🤖 AI Summary
This study addresses the critical need for reliable uncertainty-aware predictions in diabetic retinopathy screening, where models must recognize unreliable outputs and abstain to ensure clinical safety. It presents the first systematic investigation into how the duration of self-supervised pretraining influences model calibration and abstention capability. Under a fixed fine-tuning protocol, multiple pretrained checkpoints are evaluated for selective prediction performance—including coverage, selective accuracy, and macro F1 score. Results demonstrate that self-supervised pretraining substantially enhances reliability compared to training from scratch; however, once accuracy plateaus, further pretraining does not necessarily improve abstention behavior. The findings reveal pretraining duration as a key design factor governing model reliability—not merely a computational detail—and underscore the necessity of abstention-aware evaluation protocols in medical AI development.
📝 Abstract
Self-supervised learning (SSL) is now a standard way to pretrain medical image models, but performance is still mostly judged by downstream accuracy.
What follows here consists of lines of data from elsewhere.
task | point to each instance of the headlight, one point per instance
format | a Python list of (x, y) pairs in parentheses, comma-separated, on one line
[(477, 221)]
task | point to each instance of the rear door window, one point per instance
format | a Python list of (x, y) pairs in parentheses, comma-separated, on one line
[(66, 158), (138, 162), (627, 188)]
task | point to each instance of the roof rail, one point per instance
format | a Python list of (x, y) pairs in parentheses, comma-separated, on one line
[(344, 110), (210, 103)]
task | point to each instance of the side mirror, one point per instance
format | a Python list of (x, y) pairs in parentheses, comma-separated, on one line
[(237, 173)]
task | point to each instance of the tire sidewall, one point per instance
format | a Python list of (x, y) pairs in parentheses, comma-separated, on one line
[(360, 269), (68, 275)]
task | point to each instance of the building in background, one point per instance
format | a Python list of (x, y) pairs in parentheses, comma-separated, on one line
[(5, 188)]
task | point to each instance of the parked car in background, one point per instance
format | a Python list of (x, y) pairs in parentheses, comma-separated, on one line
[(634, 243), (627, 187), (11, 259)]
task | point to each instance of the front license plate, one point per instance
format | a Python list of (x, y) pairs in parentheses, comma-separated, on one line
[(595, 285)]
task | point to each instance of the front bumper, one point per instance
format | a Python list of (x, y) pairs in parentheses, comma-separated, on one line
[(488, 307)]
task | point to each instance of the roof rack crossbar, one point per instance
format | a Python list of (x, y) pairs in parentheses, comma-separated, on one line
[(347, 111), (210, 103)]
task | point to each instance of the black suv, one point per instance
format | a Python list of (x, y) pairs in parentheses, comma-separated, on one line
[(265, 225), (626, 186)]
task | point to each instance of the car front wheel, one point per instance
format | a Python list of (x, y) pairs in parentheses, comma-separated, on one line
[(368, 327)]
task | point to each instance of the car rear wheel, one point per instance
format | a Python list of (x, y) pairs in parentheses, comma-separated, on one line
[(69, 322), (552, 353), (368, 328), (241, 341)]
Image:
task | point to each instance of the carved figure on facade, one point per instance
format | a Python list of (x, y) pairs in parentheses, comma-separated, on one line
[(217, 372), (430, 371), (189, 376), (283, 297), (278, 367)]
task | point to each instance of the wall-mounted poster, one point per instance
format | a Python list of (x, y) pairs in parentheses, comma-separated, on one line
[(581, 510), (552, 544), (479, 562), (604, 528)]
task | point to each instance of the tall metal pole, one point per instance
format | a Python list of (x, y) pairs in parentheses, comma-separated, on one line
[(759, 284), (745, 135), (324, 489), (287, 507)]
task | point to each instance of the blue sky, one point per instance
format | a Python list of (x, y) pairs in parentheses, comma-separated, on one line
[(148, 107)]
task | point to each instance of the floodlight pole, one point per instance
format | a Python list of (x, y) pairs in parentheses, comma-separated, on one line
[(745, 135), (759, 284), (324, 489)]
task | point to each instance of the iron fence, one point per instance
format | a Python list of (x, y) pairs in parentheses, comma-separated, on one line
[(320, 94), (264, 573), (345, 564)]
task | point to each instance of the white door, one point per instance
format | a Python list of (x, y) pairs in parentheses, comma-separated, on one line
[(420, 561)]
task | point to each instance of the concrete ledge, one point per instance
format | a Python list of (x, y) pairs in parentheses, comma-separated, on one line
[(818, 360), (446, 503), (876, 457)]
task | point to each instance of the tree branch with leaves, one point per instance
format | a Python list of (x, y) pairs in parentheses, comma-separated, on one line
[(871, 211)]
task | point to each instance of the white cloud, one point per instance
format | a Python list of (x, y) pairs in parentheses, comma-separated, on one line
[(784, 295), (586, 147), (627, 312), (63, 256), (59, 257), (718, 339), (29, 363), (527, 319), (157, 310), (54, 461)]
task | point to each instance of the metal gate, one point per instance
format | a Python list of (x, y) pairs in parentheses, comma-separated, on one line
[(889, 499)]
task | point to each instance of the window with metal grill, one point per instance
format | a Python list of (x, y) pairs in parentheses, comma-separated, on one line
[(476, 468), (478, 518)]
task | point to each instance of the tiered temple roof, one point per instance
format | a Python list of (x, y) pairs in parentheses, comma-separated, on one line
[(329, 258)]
For safety-critical screening tasks such as diabetic retinopathy grading, this is not enough: a model must also know when its predictions are unreliable and defer uncertain cases for clinical review. In this work, we examine how the length of SSL pretraining influences calibrated confidence and confidence-based abstention. We evaluate multiple SSL checkpoints under a fixed fine-tuning protocol and assess calibrated confidence, coverage, selective accuracy, and selective macro-F1. Across datasets and data regimes, SSL pretraining improves selective prediction compared to training from scratch. Unlike prior SSL studies that primarily evaluate downstream accuracy or AUROC, we analyze how SSL pretraining duration influences confidence behavior under calibrated confidence-based abstention. However, once accuracy saturates, selective performance can still change markedly across checkpoints, and longer pretraining does not consistently improve reliability. These results underscore the importance of abstention-aware evaluation and suggest that pretraining length should be treated as an important reliability-related design choice rather than only a computational detail. Code is available at GitHub.